CircuitBreakerHandler extends AbstractHandler, a basic implementation of the Handler interface in Jetty.
The constructor takes a QueuedThreadPool instance and a threshold value. The threshold represents the minimum number of idle threads the circuit breaker should activate below.
In the handle method, the handler checks if the number of idle threads is less than or equal to the threshold. If so, it sends a 503 Service Unavailable error.

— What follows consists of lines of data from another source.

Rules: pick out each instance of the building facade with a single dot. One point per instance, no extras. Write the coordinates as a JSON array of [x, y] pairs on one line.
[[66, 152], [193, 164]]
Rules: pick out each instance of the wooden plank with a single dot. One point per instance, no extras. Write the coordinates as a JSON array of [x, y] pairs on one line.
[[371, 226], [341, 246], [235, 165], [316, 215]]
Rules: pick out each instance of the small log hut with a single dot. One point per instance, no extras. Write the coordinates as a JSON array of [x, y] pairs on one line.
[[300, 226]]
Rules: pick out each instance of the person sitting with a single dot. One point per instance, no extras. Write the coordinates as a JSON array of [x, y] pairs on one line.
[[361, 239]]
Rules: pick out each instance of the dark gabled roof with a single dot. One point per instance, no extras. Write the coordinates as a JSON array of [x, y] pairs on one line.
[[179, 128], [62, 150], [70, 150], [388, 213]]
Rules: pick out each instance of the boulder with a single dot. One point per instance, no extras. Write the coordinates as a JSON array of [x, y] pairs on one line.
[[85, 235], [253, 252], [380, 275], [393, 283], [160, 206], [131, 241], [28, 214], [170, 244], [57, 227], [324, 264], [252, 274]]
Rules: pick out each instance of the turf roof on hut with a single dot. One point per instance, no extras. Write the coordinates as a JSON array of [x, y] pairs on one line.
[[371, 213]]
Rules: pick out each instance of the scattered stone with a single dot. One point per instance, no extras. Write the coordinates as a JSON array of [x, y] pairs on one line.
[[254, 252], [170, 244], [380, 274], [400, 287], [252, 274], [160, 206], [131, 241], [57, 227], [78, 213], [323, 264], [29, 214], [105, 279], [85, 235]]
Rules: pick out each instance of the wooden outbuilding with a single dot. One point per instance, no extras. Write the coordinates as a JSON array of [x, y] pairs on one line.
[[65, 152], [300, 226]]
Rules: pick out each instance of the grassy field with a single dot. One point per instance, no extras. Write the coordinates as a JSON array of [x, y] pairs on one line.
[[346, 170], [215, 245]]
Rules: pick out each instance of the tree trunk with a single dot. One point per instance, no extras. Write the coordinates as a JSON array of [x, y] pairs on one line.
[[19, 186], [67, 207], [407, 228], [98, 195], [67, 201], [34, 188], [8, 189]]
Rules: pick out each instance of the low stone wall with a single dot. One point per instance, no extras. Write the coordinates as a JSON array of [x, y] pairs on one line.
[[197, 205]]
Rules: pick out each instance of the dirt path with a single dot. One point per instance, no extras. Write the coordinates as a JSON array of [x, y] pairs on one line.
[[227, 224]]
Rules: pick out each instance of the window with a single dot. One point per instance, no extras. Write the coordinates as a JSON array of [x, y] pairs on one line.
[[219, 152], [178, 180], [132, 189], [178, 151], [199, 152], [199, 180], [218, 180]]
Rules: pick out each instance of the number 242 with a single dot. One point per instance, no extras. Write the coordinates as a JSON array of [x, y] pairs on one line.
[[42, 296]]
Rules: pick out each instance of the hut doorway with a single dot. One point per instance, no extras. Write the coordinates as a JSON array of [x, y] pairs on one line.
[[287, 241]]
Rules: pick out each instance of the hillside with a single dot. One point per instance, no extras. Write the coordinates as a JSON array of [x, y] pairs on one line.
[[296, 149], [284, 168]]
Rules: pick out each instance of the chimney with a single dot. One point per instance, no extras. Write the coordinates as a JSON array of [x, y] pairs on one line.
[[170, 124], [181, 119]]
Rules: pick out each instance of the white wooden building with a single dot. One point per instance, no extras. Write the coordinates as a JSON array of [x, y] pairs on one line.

Otherwise, it allows the request to proceed.
In the main method, a Jetty Server is set up with this handler.

Important Notes

Threshold Value: The threshold value should be carefully chosen based on the application's expected load and performance characteristics.
Complementary Strategies: While this circuit breaker can help prevent threadpool exhaustion, it should be used in conjunction with other performance optimization strategies, like query optimization, caching, and load balancing.

Thread starvation in threadpool-based servers like Jetty, IIS, and Tomcat can lead to severe service disruptions. Additionally, in Java-based servers like Jetty and Tomcat, the inability to detect closed connections promptly can lead to additional challenges, especially when dealing with long-running queries. By understanding the potential impact of this issue in different scenarios and implementing effective mitigation strategies, organizations can ensure that their web services remain responsive and reliable, even under high-load conditions. Careful planning of queue sizes and strategic deployment of specialized middleware, such as the circuit breaker middleware shown above, can help protect servers during heavy loads. A proactive approach maintains optimal server performance and ensures a positive user experience.